Symmetric and self-adjoint matrices
As usual, we denote by \( {\bf A}^{\ast} \) the complex conjugate and transposed matrix to the square matrix A,
so \( {\bf A}^{\ast} = \overline{{\bf A}^{\mathrm T}} . \)
If a matrix A has real entries, then its adjoint \( {\bf A}^{\ast} \) is just transposed \( {\bf A}^{\mathrm T} . \)
A square matrix
A is called self-adjoint of Hermitian if
\( {\bf A}^{\ast} = {\bf A} . \)
Hermitian matrices are named after a French mathematician Charles Hermite (1822--1901), who demonstrated in 1855 that
matrices of this form share a property with real symmetric matrices by always having real eigenvalues. Charles was
born with a deformity in his right foot which would affect his gait for the rest of his life. He was the first
to prove that e, the base of natural logarithms, is a
transcendental number. His methods were later used by Ferdinand von Lindemann to prove that π is transcendental.
Hermite polynomials, Hermite interpolation, Hermite normal form, Hermitian operators, and cubic Hermite splines
are named in his honor. One of his students was Henri Poincaré.

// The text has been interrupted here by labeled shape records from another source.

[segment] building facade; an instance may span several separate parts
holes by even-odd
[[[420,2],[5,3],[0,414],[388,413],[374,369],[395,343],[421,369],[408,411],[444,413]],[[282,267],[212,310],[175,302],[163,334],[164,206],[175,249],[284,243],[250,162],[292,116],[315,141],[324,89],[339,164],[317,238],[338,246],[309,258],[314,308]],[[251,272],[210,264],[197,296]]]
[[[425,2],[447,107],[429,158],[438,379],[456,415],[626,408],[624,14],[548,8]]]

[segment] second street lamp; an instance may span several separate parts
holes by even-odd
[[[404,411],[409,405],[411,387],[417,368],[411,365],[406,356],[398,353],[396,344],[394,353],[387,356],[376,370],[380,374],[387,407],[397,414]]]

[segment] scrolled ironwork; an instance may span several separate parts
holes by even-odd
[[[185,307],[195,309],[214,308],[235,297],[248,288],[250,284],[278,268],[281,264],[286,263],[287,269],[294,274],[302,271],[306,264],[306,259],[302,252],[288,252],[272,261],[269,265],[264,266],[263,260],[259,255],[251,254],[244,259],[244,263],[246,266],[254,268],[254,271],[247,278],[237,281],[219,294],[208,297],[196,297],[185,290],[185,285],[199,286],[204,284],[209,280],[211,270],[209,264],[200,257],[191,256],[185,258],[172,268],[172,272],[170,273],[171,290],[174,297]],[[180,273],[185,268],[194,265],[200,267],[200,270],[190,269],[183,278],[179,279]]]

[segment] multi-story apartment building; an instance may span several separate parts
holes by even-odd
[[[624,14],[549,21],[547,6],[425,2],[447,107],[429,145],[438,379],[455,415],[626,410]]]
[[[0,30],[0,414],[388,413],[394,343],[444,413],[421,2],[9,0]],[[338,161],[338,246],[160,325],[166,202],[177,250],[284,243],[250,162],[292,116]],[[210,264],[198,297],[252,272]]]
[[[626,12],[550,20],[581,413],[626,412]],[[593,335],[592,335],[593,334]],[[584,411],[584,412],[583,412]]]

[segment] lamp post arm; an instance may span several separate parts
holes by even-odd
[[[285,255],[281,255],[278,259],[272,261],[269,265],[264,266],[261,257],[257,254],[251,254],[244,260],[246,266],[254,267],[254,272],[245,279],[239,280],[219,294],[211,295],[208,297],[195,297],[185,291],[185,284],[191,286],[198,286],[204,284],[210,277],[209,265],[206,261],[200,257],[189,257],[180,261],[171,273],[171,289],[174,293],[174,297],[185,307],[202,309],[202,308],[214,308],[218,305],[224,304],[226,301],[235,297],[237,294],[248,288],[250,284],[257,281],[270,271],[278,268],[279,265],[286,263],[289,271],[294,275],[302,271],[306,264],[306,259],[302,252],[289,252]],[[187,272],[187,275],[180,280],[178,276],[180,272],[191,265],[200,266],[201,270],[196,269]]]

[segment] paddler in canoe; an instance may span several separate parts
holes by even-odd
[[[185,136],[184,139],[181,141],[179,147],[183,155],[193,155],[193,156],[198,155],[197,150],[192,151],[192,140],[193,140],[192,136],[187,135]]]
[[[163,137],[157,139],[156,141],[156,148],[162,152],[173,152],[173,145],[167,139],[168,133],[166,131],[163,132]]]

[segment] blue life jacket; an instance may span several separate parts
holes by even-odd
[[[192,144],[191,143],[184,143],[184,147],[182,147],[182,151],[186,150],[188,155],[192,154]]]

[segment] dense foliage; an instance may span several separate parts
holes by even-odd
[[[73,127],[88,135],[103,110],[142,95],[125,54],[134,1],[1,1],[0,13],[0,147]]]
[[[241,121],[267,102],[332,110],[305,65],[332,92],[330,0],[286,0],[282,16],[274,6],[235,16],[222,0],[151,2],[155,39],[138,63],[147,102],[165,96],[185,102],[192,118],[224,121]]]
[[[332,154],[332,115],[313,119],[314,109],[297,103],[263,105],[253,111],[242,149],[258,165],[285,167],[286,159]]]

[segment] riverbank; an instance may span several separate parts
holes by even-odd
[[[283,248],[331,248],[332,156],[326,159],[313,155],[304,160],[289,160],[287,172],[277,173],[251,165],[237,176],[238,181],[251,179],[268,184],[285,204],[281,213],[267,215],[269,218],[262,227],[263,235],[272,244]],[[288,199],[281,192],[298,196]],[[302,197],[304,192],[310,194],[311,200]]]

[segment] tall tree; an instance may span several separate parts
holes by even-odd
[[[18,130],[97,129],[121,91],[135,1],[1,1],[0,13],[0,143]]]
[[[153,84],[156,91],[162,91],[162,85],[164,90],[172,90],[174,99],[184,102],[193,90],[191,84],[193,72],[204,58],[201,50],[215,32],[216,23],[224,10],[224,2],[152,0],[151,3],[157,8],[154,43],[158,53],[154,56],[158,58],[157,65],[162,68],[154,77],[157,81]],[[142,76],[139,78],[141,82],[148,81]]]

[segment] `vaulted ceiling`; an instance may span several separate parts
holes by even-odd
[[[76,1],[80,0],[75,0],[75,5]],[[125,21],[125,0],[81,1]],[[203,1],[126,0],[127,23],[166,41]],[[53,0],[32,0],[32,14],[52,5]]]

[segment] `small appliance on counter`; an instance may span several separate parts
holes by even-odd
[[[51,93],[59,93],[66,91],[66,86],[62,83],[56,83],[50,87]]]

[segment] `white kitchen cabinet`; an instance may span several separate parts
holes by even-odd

A square matrix Q is called unitary if
\( {\bf Q} {\bf Q}^{\ast} = {\bf I} . \) If a matrix Q is unitary, then
\( \det {\bf Q} = \pm 1 . \)
We formulate some properities of self-adjoint matrices.
-
All eigenvalues of a self-adjoint (Hermitian) matrix are real. Eigenvectors corresponding to different eigenvalues are linearly independent.
- A self-adjoint matrix is not defective; this means that algebraic multiplicity of every eigenvalue is equal to its geometric multiplicity.
- The entries on the main diagonal (top left to bottom right) of any Hermitian matrix are necessarily real, because they have to be equal to their complex conjugate.
- Every self-adjoint matrix is a normal matrix.
- The sum or difference of any two Hermitian matrices is Hermitian. Actually, a linear combination of finite number
of self-adjoint matrices is a Hermitian matrix.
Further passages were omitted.